Quand on rencontre Hannelore Cayre, on comprend mieux la jubilation qui a dû présider à l'écriture de ce livre. Il y a un mélange d'impertinence et de provocation dans son petit sourire et ses yeux grands ouverts qui vous fixent avec une lueur vaguement narquoise. Alors comme ça, les lecteurs trouvent son héroïne courageuse ? Cette Prudence Portefeux qui agit en toute illégalité et toute immoralité au nez et à la barbe de son employeur, le Ministère de la justice... Eh oui. C'est effectivement ce qui marque lorsqu'on referme ce polar qui se lit d'une traite : on est tous derrière Prudence, comme si elle osait à notre place franchir les lignes jaunes (et très jaunes quand même !).
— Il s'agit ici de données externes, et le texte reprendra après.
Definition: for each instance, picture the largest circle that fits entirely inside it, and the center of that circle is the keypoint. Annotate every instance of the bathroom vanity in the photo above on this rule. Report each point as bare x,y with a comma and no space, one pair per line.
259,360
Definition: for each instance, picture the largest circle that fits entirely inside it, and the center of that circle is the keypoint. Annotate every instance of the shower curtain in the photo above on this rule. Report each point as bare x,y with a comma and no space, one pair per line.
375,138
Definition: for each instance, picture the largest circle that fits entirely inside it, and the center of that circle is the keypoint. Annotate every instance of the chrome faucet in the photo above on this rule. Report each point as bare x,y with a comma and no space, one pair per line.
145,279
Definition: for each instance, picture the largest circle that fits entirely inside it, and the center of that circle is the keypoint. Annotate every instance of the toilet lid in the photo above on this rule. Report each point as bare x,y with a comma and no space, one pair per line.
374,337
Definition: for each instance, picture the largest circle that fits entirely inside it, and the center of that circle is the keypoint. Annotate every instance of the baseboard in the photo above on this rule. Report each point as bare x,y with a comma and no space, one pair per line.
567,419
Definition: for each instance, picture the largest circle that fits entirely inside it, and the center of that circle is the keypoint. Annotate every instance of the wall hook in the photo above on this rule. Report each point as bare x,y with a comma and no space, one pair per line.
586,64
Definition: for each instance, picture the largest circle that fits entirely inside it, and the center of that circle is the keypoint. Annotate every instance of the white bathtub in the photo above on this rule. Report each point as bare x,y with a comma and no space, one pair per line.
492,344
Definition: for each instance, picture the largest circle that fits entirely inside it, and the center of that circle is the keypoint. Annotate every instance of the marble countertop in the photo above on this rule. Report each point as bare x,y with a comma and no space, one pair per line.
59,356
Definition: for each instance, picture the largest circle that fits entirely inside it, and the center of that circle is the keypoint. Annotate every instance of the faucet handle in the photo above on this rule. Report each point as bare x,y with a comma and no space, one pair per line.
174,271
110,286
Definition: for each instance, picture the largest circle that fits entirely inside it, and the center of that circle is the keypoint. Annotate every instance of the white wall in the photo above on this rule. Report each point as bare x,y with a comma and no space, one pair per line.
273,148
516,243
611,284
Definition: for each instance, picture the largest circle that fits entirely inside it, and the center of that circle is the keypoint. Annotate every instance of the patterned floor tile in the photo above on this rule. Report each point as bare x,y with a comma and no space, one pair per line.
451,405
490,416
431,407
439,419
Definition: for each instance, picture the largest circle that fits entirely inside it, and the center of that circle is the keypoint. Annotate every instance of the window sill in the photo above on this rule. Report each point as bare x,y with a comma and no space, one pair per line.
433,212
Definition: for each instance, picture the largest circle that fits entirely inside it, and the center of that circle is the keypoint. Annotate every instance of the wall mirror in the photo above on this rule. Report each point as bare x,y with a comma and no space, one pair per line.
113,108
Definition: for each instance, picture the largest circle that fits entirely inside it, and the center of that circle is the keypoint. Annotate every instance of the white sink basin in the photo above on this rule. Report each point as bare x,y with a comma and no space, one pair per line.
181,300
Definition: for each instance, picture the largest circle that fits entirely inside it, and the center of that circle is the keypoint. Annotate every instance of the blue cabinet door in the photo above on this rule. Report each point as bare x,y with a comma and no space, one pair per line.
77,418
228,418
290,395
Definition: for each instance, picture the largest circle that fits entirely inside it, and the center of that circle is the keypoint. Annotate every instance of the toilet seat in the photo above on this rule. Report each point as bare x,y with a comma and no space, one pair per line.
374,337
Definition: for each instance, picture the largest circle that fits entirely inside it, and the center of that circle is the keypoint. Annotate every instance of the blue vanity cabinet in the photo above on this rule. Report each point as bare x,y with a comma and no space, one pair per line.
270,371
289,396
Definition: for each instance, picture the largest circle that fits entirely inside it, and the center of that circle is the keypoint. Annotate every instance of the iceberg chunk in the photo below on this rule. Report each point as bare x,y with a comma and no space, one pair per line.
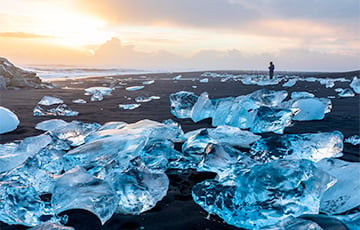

Prudence Portefeux est une femme à la cinquantaine un peu fatiguée, usée par des années de labeur pour faire vivre sa famille après la mort de son mari terrassé par un AVC dans la fleur de l'âge. Grâce à sa connaissance parfaite de la langue arabe, Prudence travaille pour la justice en tant que traductrice des comptes-rendus d'écoutes téléphoniques. Un métier apprend-on au passage qui ne bénéficie pas d'un statut officiel, les traducteurs étant donc payés au noir, au temps passé (statut qui vient d'être modifié en février 2017 nous précise l'auteur). Prudence multiplie donc les heures afin de payer les mensualités de l'EPHAD où est hébergée sa mère, invalide. le jour où elle s'aperçoit que la mère de l'un des délinquants dont elle traduit les conversations travaille justement dans cet EPHAD, Prudence va basculer de l'autre côté et prendre sa revanche sur toutes ses années de galère. Elle va mettre à profit le temps d'avance que son statut lui octroie sur les policiers en matière de suivi des transactions de cannabis... Bientôt, le petit milieu la connaît sous son nouveau nom de scène : La daronne.
Bien sûr, la connaissance du milieu judiciaire - Hannelore Cayre est avocate pénaliste - permet à l'auteure de mener son lecteur dans les arcanes du système avec une simplicité agréable qui évite les prises de tête. Il y a des failles, il suffit de les exploiter. Mais ce n'est pas le seul intérêt de ce polar malin qui met en évidence les réalités auxquelles cette génération est confrontée. Première génération à devoir supporter les charges de parents qui vivent certes plus vieux mais dans des conditions nécessitant de lourds investissements. Pour une majorité d'entre eux, c'est inhumain. Il y a donc plusieurs mondes qui coexistent, celui de l'argent facile, des truands et des petits caïds et celui des pauvres hères qui triment pour payer les études de leurs enfants et les maisons de retraite de leurs parents. Pas étonnant qu'on éprouve de l'empathie pour cette daronne qui endosse à sa façon une partie des habits de Robin des Bois.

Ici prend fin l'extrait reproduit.